彼の直感が叫ぶ。スラスタユニットの方向を変え、急降下。今しがた過ぎ去った場所を、デッセムールルが過ぎて行った。
「クーウナは、やる!」
上空に浮かぶ赤い機体へ最大速度で接近する。全身に掛かるG。身体強化と耐Gスーツの合わせ技を以てしても、未だに苦しい。
数射、魔力砲。撃ち合いはすぐに終わって、剣戟の間合いだ。ムールルを動かす余裕を失ったセオは、それらを機体に戻し、推進器として利用する。
そうやって行われる変則的な機動にも、芽吹は対応し続けていた。装着したムールルのスラスタで加速した腕が、剣を打ち下ろす。受け止めて、赫天はクーウナの胸を蹴り飛ばした。
そこに追撃を仕掛けよう、と彼は思うが、一機の赫天がダヌイェルに襲われているのが見えた。一旦クーウナからは目を逸らし、魔力砲の一撃でその脅威を取り去る。
「そこの! 無事だね⁉」
「……問題ありません」
光輝の声だった。
「余裕かよ、芽吹!」
デッセムールルの襲来。斬撃に次ぐ斬撃を避け続けるも、一撃脚のスラスタに貰う。推力バランスの補正をOSに任せ、芽吹は前進した。
左腕部の砲で動きを封じつつ、右手の太刀でコックピットを狙う。胸部拡散魔力砲を宙返りで躱して、刀を逆手に。その勢いのまま急所を狙ったが、仰向けになったクーウナの、装甲の表面を多少削ることしかできなかった。

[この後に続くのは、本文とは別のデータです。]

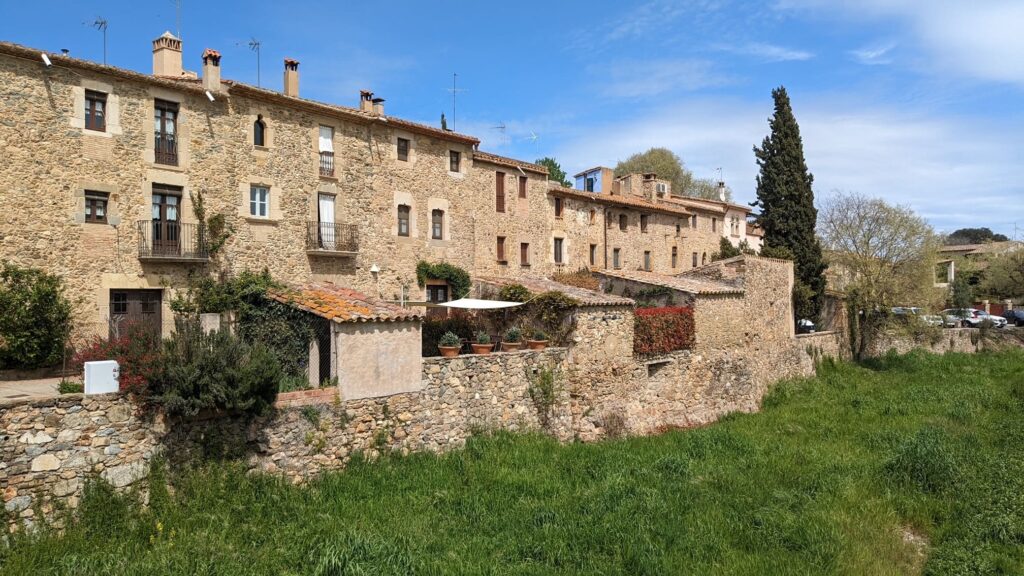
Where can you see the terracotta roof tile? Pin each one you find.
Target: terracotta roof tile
(540, 285)
(691, 285)
(626, 201)
(342, 304)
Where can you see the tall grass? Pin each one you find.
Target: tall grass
(827, 479)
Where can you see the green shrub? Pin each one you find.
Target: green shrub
(35, 318)
(214, 371)
(459, 324)
(926, 460)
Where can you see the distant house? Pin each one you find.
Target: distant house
(977, 254)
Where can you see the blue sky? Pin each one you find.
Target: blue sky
(918, 101)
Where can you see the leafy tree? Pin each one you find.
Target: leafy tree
(35, 318)
(974, 236)
(1005, 276)
(668, 165)
(555, 172)
(885, 254)
(786, 203)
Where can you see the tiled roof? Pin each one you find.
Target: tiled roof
(626, 201)
(505, 161)
(540, 285)
(341, 304)
(691, 285)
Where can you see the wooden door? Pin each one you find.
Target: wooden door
(135, 307)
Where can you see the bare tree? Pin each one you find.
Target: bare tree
(885, 254)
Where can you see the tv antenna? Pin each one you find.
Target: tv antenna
(455, 92)
(254, 45)
(100, 25)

本当は、ハミンナの方に向かいたかった。並みのパイロットではムールルには対応できない。黒鷲隊の新人への不安がある。しかし、目の前の赤はそれを許さない。
そんな彼に、ある種の幸運が訪れる。魔力探知機に小さな反応が四つ映ったのだ。そこから発せられる魔力の流れを高Gマヌーバで全てすり抜け、頭を回せば、青いハミンナが斬りかかってきていた。
「大原芽吹、討ち取る!」
二振りの剣を受け流し、左の方を弾き飛ばす。回し蹴りで距離を置き、横槍のブルガザルノを消し飛ばす。二対一。それでも、彼は勝利を信じていた。